Golden Parachute
A golden parachute is a contractual provision guaranteeing senior executives of a public company substantial compensation — typically including severance pay, accelerated vesting of equity awards, and continuation of benefits — upon termination of employment following a change of control.
Golden parachutes serve a dual function in U.S. corporate governance: they are designed to reduce management resistance to value-creating acquisitions by ensuring that senior executives are financially protected if the transaction results in their termination, while simultaneously creating a financial cost that modestly deters opportunistic acquirers by increasing the effective acquisition price.
The typical structure of a golden parachute involves a defined payout formula triggered by a double trigger: both a change of control and the executive's subsequent termination (actual or constructive) must occur before benefits are paid. Single-trigger arrangements, under which a change of control alone activates the payout regardless of whether the executive is terminated, are viewed more critically by institutional investors and proxy advisory firms as providing windfalls to executives who retain their positions under the new ownership.
The financial terms of golden parachutes vary widely but commonly include a cash severance payment of two to three times the executive's base salary and annual bonus, accelerated vesting of all unvested restricted stock and performance share awards, continuation of health insurance and other benefits for one to three years, and outplacement services. For top executives at large-cap companies, the aggregate golden parachute benefit can reach tens of millions of dollars.
The Internal Revenue Code imposes an excise tax — the Section 4999 golden parachute excise tax — on executives who receive change-of-control payments exceeding three times their average annual compensation from the prior five years. Payments above this threshold are subject to a 20% excise tax on the excess amount, in addition to ordinary income tax. Many golden parachute agreements include gross-up provisions under which the company reimburses the executive for the excise tax, though institutional investors and proxy advisory firms strongly oppose gross-up provisions as excessive.

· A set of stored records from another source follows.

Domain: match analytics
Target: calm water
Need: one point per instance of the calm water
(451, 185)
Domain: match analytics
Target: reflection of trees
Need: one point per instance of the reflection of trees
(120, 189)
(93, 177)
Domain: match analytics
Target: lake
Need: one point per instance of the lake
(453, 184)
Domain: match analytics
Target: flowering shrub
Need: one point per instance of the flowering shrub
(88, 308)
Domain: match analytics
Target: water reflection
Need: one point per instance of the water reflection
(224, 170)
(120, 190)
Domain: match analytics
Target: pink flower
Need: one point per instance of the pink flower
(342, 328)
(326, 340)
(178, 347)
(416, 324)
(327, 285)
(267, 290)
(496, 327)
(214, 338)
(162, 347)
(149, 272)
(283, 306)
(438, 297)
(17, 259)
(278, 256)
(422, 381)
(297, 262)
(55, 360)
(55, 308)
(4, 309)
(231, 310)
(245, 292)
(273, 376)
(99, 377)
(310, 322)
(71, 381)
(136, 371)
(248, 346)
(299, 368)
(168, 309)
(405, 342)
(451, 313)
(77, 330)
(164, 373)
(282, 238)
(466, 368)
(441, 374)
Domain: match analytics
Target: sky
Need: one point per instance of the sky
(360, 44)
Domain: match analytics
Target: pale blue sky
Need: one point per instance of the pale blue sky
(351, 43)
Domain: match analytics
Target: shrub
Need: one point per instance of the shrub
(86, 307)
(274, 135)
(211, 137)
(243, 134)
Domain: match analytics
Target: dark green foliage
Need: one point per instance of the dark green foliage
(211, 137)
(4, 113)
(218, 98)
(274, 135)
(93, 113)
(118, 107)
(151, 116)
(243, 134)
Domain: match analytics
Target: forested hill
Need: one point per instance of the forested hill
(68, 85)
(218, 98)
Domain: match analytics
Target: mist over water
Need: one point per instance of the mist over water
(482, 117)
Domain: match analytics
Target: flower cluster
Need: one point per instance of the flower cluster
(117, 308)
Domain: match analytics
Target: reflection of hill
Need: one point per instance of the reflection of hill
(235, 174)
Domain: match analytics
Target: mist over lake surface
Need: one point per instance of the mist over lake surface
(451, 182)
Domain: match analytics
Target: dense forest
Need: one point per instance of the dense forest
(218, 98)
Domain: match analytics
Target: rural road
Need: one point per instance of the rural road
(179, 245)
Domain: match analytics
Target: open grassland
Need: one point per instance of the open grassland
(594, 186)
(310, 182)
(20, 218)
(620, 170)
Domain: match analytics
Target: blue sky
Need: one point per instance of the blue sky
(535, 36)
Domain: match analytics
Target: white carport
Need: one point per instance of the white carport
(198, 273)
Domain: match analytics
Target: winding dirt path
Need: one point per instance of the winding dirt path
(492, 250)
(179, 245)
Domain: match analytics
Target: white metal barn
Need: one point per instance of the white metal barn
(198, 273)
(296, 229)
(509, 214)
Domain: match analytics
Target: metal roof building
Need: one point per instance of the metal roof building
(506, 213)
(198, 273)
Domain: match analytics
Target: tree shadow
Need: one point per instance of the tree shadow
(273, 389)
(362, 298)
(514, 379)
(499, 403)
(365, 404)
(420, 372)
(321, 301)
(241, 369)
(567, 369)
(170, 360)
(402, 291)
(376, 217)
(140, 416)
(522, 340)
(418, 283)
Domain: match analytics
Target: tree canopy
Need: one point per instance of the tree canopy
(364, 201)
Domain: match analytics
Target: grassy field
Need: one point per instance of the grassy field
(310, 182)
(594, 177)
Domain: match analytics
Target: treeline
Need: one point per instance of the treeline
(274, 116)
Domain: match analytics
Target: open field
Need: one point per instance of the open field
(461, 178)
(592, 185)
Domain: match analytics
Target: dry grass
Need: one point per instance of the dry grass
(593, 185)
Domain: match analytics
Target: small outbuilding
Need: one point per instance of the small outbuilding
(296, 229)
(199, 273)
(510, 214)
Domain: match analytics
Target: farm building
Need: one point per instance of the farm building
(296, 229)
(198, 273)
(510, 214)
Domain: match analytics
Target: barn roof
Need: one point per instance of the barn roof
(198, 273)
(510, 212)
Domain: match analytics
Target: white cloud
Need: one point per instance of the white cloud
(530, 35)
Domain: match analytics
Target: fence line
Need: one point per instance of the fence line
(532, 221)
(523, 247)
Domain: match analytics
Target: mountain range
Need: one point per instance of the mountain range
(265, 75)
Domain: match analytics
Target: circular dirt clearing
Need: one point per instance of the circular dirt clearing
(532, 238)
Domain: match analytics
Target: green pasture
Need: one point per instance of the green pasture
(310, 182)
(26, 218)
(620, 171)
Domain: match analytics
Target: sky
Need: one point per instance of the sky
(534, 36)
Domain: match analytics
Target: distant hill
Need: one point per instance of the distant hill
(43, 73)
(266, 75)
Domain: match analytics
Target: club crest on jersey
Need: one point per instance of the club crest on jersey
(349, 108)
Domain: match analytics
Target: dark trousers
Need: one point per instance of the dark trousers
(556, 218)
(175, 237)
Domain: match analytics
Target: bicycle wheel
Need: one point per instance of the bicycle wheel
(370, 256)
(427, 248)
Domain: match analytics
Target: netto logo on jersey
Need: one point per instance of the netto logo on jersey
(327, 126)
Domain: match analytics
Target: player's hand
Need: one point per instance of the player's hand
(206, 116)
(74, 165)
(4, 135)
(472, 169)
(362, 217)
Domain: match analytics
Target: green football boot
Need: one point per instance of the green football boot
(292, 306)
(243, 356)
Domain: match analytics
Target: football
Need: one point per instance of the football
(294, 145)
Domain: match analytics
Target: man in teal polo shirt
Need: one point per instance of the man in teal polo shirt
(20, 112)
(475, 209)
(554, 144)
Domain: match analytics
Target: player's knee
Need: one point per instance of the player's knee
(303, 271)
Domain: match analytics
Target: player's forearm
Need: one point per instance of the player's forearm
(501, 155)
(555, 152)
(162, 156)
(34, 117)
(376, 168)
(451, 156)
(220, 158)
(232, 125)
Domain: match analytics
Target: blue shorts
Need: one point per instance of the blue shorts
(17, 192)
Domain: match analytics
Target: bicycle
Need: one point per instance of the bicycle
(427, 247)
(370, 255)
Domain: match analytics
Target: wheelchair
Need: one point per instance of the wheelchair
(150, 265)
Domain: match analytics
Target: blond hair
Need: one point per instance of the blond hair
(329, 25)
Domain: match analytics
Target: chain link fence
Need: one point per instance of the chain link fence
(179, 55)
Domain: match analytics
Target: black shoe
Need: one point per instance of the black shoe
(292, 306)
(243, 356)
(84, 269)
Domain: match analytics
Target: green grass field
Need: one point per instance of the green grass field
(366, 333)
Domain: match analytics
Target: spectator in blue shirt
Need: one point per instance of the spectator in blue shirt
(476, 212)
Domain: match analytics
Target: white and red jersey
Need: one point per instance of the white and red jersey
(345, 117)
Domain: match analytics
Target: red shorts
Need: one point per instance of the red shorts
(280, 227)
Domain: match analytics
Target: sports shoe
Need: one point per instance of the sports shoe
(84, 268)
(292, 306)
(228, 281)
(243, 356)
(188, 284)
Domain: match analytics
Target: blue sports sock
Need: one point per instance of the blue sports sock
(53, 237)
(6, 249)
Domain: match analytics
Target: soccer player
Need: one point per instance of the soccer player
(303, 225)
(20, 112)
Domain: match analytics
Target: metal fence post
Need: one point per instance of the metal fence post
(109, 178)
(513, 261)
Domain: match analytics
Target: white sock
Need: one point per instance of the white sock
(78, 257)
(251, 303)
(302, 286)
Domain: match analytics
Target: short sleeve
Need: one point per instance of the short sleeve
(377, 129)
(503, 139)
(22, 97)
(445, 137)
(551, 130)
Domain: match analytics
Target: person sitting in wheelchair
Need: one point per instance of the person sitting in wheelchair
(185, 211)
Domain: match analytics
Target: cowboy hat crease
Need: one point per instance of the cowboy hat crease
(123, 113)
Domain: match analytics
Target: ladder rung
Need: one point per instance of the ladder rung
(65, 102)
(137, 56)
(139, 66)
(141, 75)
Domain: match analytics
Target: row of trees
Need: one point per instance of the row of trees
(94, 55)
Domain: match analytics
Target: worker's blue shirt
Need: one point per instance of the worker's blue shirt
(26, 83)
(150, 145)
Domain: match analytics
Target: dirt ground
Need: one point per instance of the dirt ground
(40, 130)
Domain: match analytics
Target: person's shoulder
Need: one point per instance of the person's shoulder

SEC rules require detailed disclosure of golden parachute arrangements in proxy statements seeking shareholder approval of mergers. Under the Dodd-Frank Act, shareholders are entitled to a non-binding say-on-pay vote specifically on golden parachute compensation in the merger proxy, known as a say-on-golden-parachute vote. While these votes are advisory and non-binding, significant shareholder opposition can create reputational consequences and signal governance concerns.